Культурные особенности обладают существованием вне индивидуального сознания и независимо от него. Индивид приобретает свою культуру, научаясь обрядам, верованиям, техническим навыкам своей группы. Но сама культура не имеет и не может иметь существования отдельно от человеческого рода. Следовательно, математика, подобно языку, общественным установлениям, орудиям, искусствам и т. д., есть совокупный продукт многовековых усилий человеческого рода.
Великий французский ученый Эмиль Дюркгейм был одним из первых, кто это выяснил. Он обсуждает эту тему на первых страницах «Элементарных форм религиозной жизни». Он также – в «Правилах социологического метода» – специально разработал учение о природе культуры и ее отношении к человеческому сознанию. Конечно, отношение между человеком и культурой обсуждали и другие, но формулировки Дюркгейма особенно подходят для данной нашей дискуссии, и мы время от времени будем к нему обращаться8
.Конечно, математика есть часть культуры. Все люди наследуют от своих предшественников или окружающих современников, наряду со способами приготовления пищи, брачного поведения, религиозного поклонения и т. д., способы счета, вычислений и всего прочего, что делает математика. Математика есть, фактически, форма поведения: ответы принадлежащего к определенному виду приматов организма на ряд стимулов. Считают ли люди пятерками, десятками, дюжинами или двадцатками; отсутствуют ли у них слова для количественных числительных больше пяти или они обладают самыми современными и высокоразвитыми математическими понятиями, их математическое поведение определяется той математической культурой, которая завладевает ими.

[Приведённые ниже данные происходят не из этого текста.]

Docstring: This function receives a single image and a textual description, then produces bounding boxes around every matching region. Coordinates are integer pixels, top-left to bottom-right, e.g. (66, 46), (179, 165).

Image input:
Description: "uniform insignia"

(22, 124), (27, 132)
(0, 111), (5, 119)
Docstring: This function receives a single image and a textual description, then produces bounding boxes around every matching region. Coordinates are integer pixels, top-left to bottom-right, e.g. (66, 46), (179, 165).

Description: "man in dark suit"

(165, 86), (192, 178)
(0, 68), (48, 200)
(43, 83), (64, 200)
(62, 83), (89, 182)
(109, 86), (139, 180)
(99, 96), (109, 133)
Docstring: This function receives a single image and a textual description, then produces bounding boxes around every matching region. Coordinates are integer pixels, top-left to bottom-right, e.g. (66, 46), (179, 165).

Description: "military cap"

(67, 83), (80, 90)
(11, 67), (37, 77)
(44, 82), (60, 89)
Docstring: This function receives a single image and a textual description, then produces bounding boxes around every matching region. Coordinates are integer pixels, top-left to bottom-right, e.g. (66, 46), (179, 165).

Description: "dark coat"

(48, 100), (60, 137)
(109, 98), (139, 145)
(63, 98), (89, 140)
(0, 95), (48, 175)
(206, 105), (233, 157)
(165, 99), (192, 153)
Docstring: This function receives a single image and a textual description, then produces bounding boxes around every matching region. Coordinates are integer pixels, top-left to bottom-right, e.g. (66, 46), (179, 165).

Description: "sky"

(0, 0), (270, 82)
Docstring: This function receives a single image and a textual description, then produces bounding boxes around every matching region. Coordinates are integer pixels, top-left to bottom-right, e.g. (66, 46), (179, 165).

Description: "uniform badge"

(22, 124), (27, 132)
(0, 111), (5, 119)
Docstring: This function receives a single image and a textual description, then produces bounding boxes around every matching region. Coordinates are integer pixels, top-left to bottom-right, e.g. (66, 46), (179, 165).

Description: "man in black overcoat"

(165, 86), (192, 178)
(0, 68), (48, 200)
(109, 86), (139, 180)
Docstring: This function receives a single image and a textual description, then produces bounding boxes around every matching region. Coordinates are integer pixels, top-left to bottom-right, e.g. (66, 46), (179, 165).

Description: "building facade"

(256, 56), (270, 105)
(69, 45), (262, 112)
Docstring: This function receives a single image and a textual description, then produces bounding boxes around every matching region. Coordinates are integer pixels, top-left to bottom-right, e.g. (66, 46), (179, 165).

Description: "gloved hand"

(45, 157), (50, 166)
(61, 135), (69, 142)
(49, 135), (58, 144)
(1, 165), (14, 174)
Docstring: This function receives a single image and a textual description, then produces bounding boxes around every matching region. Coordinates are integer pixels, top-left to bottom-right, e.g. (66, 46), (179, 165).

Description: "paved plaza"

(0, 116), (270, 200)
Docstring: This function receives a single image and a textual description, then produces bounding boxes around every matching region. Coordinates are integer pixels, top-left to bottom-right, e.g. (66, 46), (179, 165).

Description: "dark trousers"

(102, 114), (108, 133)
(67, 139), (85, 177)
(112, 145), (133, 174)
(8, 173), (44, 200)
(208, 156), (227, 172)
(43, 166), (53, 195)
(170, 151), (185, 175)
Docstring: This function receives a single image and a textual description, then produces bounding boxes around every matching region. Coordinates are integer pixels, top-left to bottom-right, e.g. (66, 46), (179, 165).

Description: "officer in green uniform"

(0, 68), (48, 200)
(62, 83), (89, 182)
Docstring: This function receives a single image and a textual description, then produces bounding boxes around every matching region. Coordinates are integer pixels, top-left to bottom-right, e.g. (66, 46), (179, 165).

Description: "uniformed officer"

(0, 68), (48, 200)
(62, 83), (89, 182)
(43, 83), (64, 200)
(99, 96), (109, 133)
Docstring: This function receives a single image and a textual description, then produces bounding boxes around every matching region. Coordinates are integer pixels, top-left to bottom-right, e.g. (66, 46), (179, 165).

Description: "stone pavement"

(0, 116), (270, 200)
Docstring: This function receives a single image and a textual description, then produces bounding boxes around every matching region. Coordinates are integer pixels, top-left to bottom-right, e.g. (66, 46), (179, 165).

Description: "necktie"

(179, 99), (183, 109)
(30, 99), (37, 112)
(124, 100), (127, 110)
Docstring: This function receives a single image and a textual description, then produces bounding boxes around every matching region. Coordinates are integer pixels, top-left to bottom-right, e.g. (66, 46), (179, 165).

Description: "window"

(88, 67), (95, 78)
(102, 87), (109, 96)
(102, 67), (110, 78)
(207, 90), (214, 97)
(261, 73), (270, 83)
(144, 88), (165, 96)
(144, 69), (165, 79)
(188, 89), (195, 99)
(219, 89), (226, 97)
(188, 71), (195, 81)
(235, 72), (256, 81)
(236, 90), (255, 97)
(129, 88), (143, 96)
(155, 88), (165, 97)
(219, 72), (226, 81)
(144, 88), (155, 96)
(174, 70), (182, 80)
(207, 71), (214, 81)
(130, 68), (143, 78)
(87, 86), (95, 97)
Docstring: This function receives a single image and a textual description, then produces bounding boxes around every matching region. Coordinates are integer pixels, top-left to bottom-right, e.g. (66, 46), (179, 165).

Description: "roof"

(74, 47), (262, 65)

Мы можем теперь видеть, как возникла и достигла расцвета вера в то, что математические истины и реальности находятся вне человеческого сознания. Они вступают в индивидуальное сознание, как говорит Дюркгейм, извне. Они вторгаются в его организм, снова процитируем Дюркгейма, подобно космическим силам. Любой математик, наблюдая за самим собой и за другими, может убедиться в том, что это так. Математику не выделяют, как желчь; ее пьют, как вино. Мальчики-готтентоты, как в отношении математики, так и во всех прочих отношениях, вырастают в повиновении и ведут себя в соответствии с математическими и другими особенностями своей культуры. Английские или американские юноши так же ведут себя в своих культурах. Нет ни малейших анатомических или психологических свидетельств, указывающих на наличие каких-либо врожденных, биологических расовых различий, столь же значительных, как различия, касающиеся математического или какого-либо другого рода поведения. Родись Ньютон в культуре готтентотов, он делал бы вычисления как готтентот. Люди, подобные Дж. Х. Харди, знающие как из собственного опыта, так и из наблюдений над другими, что математические понятия входят в их сознание извне, вполне понятно – однако ошибочно – заключают, что их источник и место находится во внешнем мире, независимом от человека.
Ошибочно, потому что альтернативой тому, что находится «вне человеческого сознания», служит не «внешний мир, независимый от человека», но
Культура часто дурачит нас и искажает наше мышление. Мы склонны находить в культуре прямое выражение «человеческой природы», с одной стороны, и внешнего мира, – с другой. Таким образом, каждый народ расположен верить, что его собственные обычаи и верования суть прямое и верное выражение природы человека. Такова «человеческая природа»: жить в моногамии, ревновать свою жену, хоронить мертвых, пить молоко, появляться в обществе только одетым, называть детей брата своей матери словом «кузен», пользоваться исключительным правом на плоды собственного труда и т. д. – думают люди, если у них оказались именно эти обычаи. Однако этнография говорит нам, что среди народов мира имеется широчайшее разнообразие обычаев: есть народы, которые питают отвращение к молоку, практикуют полиандрию, одалживают своих жен в знак гостеприимства, с ужасом воспринимают погребение, появляются в обществе без одежды, нисколько этого не стыдясь, называют детей брата своей матери «сын» или «дочь» и совершенно свободно отдают всю продукцию своего труда или ее значительную часть в распоряжение своих соплеменников. Не существует обычая или верования, о котором можно было бы сказать, что оно выражает «человеческую» природу больше, чем любые другие.